Anam kınca görgüsüze, arsıza
"toprak doyursun gözünü" derdi.
Çocuk aklı var, çocuk işte
toprak alacak
toprağı olacak sanırdım çocukca.
Toprak doyursun gözünü.
Eyyy İstanbul, sen ki
Özgür olmak için yola çıkan
Delfoi kâhinin, genç Byzas'a "git dediği"
topraklarsın
Bugün ne ki, sen İsa’dan Önce 660'ların,
bana güleceksin ama sen Megaralı Kral Byzas'ın 'Körler
Ülkesi'sin
Sen ki, anaların adam
tarihin de seni seni Byzantion, Konstantinopolis,
Konstantiniyye, Asitane, Darülhilafe, Dersaadet diye doğurduğu çocuğusun.
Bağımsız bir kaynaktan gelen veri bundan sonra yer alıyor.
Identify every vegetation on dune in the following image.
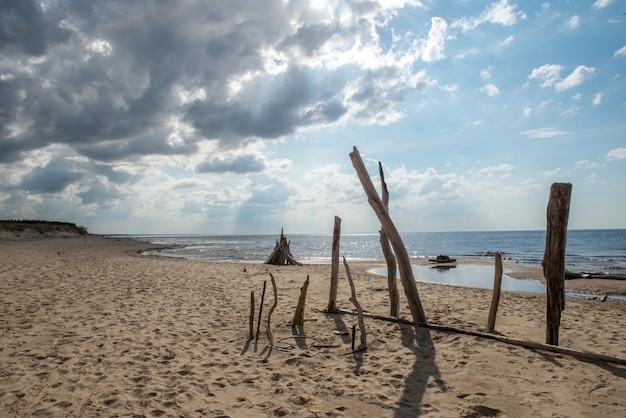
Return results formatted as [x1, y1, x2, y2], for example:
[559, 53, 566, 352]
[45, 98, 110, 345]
[0, 219, 88, 235]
Sen ki, 1453' Fatih'e kollarını açarken,
1915'in 16 Martında Mustafa Kemal'i Bandırma Vapuru ile
Samsuna yollayan,
sen ki,
16 Şubat 1969’da, Emperyalizimin 6. Filo'suna karşı
Beyazıt’ta on binlerce gencin
işçin ile “Emperyalizme ve Sömürüye Karşı İşçi Yürüyüşü”n
şehrisin.
Ey İstanbul,
sen var sen, 15-16 haziran 1970'lerde
150 bin işçinin, emekçinin fabrikalardan
gençlerin üniversitelerden
ÖZGÜLÜK,
BARIŞ ve EMEK için yürüdüğü şehirsin.
Uyan artık bu gaflet uykundan
uyan uyan artık
31 mart gibi
uyuyan bir dev gibi
Şubatlar, martlar, mayıslar gibi
Şanlı HAZİRANLARINA, haziranların olsun.
23 Haziranda da şahlan artık.
Senin için ölenlerin
sende bir karış toprağı olmasa da
talanın şehri yapılsan da
al yalanlarını
çarp yüzlerine talanlarını
ve asaletine dön artık
boşan bu soysuzlardan
boysuzlardan.
Sen ki Nazımların, Ahmet Haşimlerin
yedi tependen baktığı
dünyanın merkezisin.
Özgürlüksün
Bağımsızlıksın
#HERŞEYİNADAHAGÜZELOLDUĞU şehrimsin.
Sen İstanbulumsun!..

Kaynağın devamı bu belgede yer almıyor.